Astana, Kazakhstan (10/11 – 60).

The upcoming Kazakhstan presidential election will not only vote for the new head of the state and pave the way to the democracy in the country but also determine the Kazakhstan’s economy reforms for the next seven years. As the world enters 2023 with threats of global recession and economy uncertainty, the Kazakhstan presidential election, which will be held on Nov. 20, may favor incumbent President Kassym-Jomart Tokayev.

International organizations such as International Monetary Fund (IMF) and World Bank have released predictions on a possibility of the 2023 economic recession, which was caused by rising inflation and interest rates in the Western countries, such as US and UK. Meanwhile, economic activity in the Middle East and Central Asia was resilient with recovery continuing in 2022 but the region must guard against growing global headwinds and push ahead with reforms, the International Monetary Fund said.

The recession issue emerges a few months before the Kazakhstan presidential nomination period closed on Oct. 11. The Central Election Commission has verified six candidates to qualify for the election. It has so far registered 6 candidates, the incumbent President Tokayev, Zhiguli Dairabayev, Meiram Kazhyken, Nurlan Auesbayev, and two women candidates, Karakat Abden and Saltanat Tursynbekova.

Of the six candidates, President Tokayev, who was nominated by the people’s coalition, leads in the signature collection with a total of 399,809 signatures from citizens, almost three times more than required. Besides gaining the most citizens’ signatures, President Tokayev has also received support from three political parties respresented in the lower house of Kazakh parliament, the Mazhilis.

Following him on the second position is Kazhyken, a doctor of economic science and professor nominated by the Amanat Commonwealth of Trade Unions, collected 122,184 signatures. Dairabayev, a candidate from the Auyl (village) party, gained 119,975 signatures, while Ausbayev from National Social Democratic Party collected 119,197 signatures. The first woman candidate Abden, nominated by the National Alliance of Professional Social Workers, collected 118,418 signatures, while Tursynbekova, a candidate of Qazaq Analary – Dasturge Zhol public association secured 118,434 signatures.

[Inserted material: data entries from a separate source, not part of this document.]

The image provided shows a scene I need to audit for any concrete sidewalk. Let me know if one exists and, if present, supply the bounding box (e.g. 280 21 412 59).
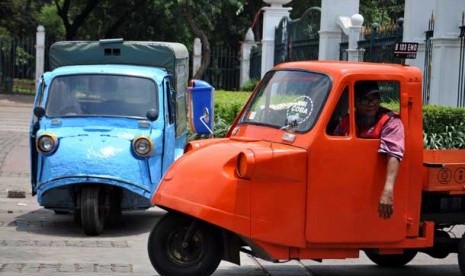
0 94 34 108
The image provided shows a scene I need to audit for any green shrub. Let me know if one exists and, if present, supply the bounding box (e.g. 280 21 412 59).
215 91 251 125
241 79 259 92
423 105 465 149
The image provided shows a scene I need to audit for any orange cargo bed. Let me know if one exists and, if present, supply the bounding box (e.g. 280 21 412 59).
423 149 465 195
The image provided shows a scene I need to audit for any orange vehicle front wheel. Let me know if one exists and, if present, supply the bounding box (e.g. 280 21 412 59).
365 249 417 267
148 213 223 276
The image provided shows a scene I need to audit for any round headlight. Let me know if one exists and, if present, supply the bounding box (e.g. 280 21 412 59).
37 134 57 153
132 136 153 156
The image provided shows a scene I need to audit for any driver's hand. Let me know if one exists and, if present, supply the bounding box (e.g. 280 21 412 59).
378 190 394 219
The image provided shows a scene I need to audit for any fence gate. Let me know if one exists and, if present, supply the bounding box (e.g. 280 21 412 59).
274 7 321 65
457 13 465 107
423 15 434 105
202 46 240 90
358 18 404 64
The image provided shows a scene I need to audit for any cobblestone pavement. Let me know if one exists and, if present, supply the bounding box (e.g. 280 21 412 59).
0 94 460 276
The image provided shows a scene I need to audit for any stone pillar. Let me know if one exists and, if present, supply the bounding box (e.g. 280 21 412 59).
239 28 256 87
347 13 364 61
35 25 45 89
192 37 202 76
261 0 292 77
318 0 359 60
430 0 465 106
402 0 436 72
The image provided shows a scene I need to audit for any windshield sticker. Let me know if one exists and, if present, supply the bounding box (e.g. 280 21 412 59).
286 96 313 124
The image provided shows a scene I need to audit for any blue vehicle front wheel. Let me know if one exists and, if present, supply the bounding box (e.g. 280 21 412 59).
81 186 106 236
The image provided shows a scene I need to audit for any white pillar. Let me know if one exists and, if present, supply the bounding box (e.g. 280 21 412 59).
347 13 364 61
192 37 202 76
430 0 465 106
402 0 436 72
239 28 256 87
35 25 45 89
261 0 292 77
318 0 359 60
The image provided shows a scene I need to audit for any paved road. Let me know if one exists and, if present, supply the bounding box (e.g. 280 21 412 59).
0 95 460 276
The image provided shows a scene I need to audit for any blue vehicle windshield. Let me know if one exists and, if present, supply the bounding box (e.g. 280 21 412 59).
239 70 331 132
46 74 158 118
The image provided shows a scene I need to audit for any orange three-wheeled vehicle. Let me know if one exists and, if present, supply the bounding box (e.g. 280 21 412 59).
148 61 465 275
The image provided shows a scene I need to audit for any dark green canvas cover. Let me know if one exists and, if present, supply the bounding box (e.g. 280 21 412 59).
49 39 189 74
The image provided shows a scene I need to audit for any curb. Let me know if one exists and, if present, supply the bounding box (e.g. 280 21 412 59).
0 94 34 108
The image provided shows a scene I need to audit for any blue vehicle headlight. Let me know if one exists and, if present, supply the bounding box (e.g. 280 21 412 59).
36 133 58 154
132 136 153 157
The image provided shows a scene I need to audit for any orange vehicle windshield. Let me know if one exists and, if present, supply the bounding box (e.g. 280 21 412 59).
239 70 331 133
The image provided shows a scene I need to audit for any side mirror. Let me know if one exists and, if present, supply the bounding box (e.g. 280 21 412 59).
145 108 158 122
34 106 45 120
188 80 215 135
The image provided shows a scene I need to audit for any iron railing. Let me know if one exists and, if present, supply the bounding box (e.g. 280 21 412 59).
423 15 434 105
358 18 404 64
274 7 321 64
202 46 240 90
457 12 465 107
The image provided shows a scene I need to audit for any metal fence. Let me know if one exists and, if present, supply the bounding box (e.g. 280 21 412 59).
249 45 262 81
423 15 434 104
202 46 240 90
457 13 465 107
0 37 35 93
358 18 404 64
274 7 321 64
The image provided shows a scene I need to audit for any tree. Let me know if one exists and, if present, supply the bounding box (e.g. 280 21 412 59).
54 0 99 40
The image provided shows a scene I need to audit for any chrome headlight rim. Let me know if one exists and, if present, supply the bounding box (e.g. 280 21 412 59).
36 133 58 155
132 135 153 157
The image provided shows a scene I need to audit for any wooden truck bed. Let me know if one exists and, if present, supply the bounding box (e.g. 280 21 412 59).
423 149 465 195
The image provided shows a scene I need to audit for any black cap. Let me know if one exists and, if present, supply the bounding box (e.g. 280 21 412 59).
355 81 381 99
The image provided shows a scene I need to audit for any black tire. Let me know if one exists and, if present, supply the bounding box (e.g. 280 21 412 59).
81 186 106 236
148 213 223 276
53 210 69 215
365 249 417 267
457 235 465 276
107 189 123 226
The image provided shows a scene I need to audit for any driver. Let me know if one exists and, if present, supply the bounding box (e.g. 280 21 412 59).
334 81 405 219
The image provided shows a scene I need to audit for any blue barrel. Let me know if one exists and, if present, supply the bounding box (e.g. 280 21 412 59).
188 80 215 135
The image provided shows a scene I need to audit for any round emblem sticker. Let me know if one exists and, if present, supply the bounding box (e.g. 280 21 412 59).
286 96 313 124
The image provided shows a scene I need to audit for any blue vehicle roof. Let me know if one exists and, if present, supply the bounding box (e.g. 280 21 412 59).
44 64 168 82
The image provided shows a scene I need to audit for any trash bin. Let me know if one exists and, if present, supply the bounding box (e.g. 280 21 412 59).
188 80 215 135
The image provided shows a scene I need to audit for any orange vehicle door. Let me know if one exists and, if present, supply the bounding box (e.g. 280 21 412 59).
305 85 408 247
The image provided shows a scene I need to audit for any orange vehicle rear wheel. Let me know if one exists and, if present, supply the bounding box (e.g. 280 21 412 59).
148 213 223 276
457 235 465 275
365 249 417 267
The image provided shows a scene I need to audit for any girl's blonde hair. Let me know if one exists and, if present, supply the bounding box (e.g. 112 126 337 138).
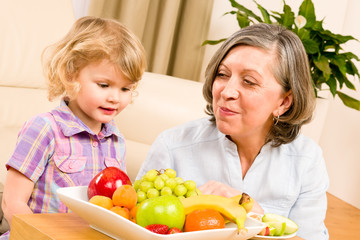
42 16 146 101
203 23 315 146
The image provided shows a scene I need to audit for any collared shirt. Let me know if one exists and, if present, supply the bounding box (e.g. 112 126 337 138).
137 118 329 240
7 101 126 213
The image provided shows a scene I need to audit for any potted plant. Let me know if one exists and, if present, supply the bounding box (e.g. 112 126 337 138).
203 0 360 111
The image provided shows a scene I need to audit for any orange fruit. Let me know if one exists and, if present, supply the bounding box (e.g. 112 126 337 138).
112 185 137 209
184 209 225 232
110 206 130 219
130 205 139 223
89 195 113 209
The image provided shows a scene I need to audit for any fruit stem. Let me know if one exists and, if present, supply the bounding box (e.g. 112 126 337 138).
235 219 247 234
239 193 251 205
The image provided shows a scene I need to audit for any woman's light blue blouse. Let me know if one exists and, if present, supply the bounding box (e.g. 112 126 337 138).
137 118 329 240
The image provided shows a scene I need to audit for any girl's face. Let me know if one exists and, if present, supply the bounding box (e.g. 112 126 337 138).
68 60 134 134
212 46 292 141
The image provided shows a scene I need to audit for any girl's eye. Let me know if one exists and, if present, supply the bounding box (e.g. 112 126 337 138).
98 83 109 88
216 72 226 78
121 87 132 92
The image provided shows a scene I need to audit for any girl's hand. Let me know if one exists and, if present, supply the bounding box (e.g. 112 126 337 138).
199 180 264 214
2 168 34 224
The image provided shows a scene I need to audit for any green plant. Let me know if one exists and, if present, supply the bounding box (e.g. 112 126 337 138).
203 0 360 110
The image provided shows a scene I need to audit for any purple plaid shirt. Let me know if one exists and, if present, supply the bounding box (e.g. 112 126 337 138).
7 101 126 213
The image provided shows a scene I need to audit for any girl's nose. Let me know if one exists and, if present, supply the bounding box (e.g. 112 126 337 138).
108 89 121 103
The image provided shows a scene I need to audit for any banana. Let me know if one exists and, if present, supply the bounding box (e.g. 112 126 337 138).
181 195 247 233
231 193 254 213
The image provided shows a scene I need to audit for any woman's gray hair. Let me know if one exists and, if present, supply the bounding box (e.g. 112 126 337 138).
203 23 316 146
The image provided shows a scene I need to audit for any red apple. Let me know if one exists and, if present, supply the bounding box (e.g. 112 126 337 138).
87 167 132 199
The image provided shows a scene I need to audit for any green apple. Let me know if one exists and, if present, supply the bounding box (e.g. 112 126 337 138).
262 213 299 235
136 195 185 230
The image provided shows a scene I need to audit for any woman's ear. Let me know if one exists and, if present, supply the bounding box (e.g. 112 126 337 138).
273 90 294 116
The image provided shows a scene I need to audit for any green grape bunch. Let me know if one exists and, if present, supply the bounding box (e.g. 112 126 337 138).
133 168 201 203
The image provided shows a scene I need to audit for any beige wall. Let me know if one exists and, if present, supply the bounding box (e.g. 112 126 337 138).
201 0 360 208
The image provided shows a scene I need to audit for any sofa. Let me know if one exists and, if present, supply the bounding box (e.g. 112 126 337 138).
0 0 205 230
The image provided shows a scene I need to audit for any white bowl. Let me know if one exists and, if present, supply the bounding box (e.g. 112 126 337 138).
57 186 265 240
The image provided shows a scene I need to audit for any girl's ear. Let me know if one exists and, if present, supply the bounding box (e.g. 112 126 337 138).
273 90 294 116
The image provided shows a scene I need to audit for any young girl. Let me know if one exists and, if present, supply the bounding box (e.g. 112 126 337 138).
1 17 146 239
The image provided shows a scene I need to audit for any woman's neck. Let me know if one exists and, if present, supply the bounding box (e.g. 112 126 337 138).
231 137 265 178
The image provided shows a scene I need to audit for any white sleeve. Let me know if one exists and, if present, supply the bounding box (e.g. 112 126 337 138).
136 134 173 179
289 148 329 240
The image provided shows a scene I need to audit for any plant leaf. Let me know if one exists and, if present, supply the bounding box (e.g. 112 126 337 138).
326 75 337 97
346 60 360 77
337 91 360 111
302 39 320 54
314 56 331 80
330 55 346 76
236 11 250 28
299 0 316 28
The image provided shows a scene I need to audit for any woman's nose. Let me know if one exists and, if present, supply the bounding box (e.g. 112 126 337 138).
221 79 240 99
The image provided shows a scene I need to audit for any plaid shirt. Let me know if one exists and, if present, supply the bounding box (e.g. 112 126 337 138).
7 101 126 213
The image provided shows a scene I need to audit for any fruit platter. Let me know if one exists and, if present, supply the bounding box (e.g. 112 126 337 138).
57 167 298 240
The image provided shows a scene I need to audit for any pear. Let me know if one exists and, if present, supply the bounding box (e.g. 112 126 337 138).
262 213 299 235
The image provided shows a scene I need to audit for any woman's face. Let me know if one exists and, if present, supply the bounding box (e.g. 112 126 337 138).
212 46 292 140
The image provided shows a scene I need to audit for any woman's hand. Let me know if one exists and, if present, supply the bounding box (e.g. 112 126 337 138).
199 180 264 214
2 168 34 224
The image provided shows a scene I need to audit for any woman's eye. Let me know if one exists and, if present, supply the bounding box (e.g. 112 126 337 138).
244 78 256 86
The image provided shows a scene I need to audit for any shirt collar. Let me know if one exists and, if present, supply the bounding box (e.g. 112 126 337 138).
51 100 122 137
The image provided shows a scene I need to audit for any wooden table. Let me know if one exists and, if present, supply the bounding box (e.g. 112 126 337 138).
10 213 302 240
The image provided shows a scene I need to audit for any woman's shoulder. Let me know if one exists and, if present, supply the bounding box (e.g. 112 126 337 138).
159 117 223 144
283 134 322 159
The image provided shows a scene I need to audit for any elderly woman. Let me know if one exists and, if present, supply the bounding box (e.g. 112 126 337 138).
138 24 329 240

With global recession threats in the upcoming year, President Tokayev, who assumed the presidential office in June 2019 and has led the country through the turbulent COVID-19 pandemic, may have the upper hand in this month’s snap election. Previously, President Tokayev had also emphasized the risks of a global recession during Consultative Meeting of Central Asian Leaders in Cholpon-Ata last July, due to sanctions and growing protectionism, which are pushing the Central Asian countries to develop regional economic cooperation.

President Tokayev addressed economic issues, by forming a solid economic base for multilateral cooperation as an urgent task for the region.  According to Tokayev, over the past five years, Kazakhstan’s trade turnover with other Central Asian countries has grown by 42 percent, reaching $6.3 billion. He encouraged the Central Asian counterparts to bring this figure up to $15 billion.

During the General Debates of the United Nations General Assembly on Sept. 20, President Tokayev noted the devastating effect of economic sanctions, which affect millions of people, disrupt supply chains and contribute to the challenges such as soaring inflation, job losses, and a worldwide recession threat, especially for developing nations. He also added that isolation is not a path for Kazakhstan, instead, the Central Asian nation intends to capitalize on liberal, international, open policies.